Doc Norvie is involved in quite a number of projects at the Institute. Among them is on developing heat-tolerant lines which are now at the National Cooperative Testing (NCT). This is a pioneering work at PhilRice.
He currently leads the variety development component using Korean germplasm to improve grain quality and yield. Another is on seed multiplication and distribution of Philippine cultivars in Nueva Ecija, Iloilo, and Bohol funded by Korean Program on International Agriculture (KOPIA). Farmers’ Cooperatives in these areas have already achieved more that 1M as seed money for rice production operations as a result of this project.

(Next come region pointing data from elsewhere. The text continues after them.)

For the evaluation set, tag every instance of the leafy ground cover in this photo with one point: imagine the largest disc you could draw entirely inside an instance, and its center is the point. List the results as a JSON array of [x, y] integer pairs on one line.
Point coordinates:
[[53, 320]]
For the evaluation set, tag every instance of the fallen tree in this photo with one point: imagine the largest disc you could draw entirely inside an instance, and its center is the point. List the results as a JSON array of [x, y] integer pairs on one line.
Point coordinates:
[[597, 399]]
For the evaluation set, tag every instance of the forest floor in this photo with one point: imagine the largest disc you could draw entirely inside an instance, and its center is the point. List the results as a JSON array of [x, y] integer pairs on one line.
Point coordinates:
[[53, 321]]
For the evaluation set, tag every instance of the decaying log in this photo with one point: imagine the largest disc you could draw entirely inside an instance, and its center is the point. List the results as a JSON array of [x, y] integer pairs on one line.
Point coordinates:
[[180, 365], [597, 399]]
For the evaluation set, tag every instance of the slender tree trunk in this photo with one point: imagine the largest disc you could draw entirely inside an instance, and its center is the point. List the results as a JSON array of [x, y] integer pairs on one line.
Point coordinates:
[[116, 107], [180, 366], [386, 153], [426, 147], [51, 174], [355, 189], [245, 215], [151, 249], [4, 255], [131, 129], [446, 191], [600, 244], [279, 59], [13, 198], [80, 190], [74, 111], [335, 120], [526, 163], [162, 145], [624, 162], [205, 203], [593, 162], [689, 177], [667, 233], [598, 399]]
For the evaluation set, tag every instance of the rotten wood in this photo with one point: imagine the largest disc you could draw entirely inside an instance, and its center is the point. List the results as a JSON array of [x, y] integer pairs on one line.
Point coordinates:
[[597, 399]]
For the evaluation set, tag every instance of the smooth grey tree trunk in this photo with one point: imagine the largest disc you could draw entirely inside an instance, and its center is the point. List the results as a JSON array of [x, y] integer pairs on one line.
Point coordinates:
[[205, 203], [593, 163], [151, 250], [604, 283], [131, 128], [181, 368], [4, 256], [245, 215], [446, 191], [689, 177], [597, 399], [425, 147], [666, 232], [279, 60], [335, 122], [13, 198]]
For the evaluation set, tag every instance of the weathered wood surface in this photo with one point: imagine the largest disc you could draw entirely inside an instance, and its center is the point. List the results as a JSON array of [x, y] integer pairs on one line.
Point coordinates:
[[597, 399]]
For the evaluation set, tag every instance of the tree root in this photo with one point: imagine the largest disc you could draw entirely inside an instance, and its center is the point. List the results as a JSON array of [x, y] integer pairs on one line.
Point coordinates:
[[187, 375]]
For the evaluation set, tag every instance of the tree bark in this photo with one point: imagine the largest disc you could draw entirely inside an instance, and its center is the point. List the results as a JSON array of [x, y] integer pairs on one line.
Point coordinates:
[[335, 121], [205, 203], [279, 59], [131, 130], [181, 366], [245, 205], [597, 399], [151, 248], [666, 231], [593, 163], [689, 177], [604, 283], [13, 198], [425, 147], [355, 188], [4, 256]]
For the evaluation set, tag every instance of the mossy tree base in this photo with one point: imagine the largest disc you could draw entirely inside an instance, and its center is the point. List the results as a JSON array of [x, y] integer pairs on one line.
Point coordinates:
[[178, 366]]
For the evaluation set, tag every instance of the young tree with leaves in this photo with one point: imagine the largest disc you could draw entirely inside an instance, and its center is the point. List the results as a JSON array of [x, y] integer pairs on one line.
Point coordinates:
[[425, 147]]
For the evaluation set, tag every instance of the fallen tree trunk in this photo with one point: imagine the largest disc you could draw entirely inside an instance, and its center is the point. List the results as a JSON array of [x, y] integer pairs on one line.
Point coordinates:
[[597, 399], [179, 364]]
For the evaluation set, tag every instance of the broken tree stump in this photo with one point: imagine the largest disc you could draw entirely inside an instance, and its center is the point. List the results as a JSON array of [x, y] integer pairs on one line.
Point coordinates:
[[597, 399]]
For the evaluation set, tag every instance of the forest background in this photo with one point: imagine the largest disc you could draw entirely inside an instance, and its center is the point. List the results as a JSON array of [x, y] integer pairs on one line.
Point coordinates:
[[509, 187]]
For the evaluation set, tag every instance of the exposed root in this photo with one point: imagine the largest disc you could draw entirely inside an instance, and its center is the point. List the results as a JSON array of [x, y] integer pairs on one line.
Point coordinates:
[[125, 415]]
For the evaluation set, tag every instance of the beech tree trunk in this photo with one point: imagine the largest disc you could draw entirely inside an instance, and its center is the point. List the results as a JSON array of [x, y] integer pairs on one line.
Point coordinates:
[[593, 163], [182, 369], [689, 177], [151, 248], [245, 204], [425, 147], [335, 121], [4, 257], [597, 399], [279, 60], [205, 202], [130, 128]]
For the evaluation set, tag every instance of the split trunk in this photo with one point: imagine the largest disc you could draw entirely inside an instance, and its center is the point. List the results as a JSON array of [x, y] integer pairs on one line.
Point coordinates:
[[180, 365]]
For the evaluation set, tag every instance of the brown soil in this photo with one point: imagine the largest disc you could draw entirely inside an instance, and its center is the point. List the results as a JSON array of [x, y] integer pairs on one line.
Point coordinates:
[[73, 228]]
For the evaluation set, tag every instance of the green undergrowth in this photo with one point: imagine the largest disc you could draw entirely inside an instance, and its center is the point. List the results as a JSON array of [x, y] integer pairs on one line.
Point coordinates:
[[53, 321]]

He also leads a project with the Micro Meteorological Instrument for Near Canopy Environment of Rice (MINCER) network with the National Institute for Agro-Environmental Sciences (NIAES) and Gifu University in Japan. This year, the project on capacity enhancement in rice production in Southeast Asia under organic agriculture system, funded by ASEA-JAPAN partnership, have already identified the right variety for organic system. Training on organic practices were implemented and seeds distributed to the farmers to start their production. A book on organic rice-based system is about to be published with him as among the authors and editors.
Doc Norvie is serving as an affiliate professor at the Central Luzon State University for 10 years now since 2006. He is also an adjunct associate professor at the UPLB graduate school. In 2013, the Department of Science and Technology under its Scientific Career System conferred him the Scientist 1 rank.
Off the office and lab
Despite his busy life as a scientist, Doc Norvie makes sure he spends quality time with his family. They usually go to malls on weekends and stays at home or office after going to church. His colleagues at PhilRice know that Doc Norvie is a gifted musician. In fact, he is the founder and lead conductor of PhilRice’s PalayMusika Chorale Ensemble. He shows deep appreciation to classical, country, rock alternative, and old Korean love songs.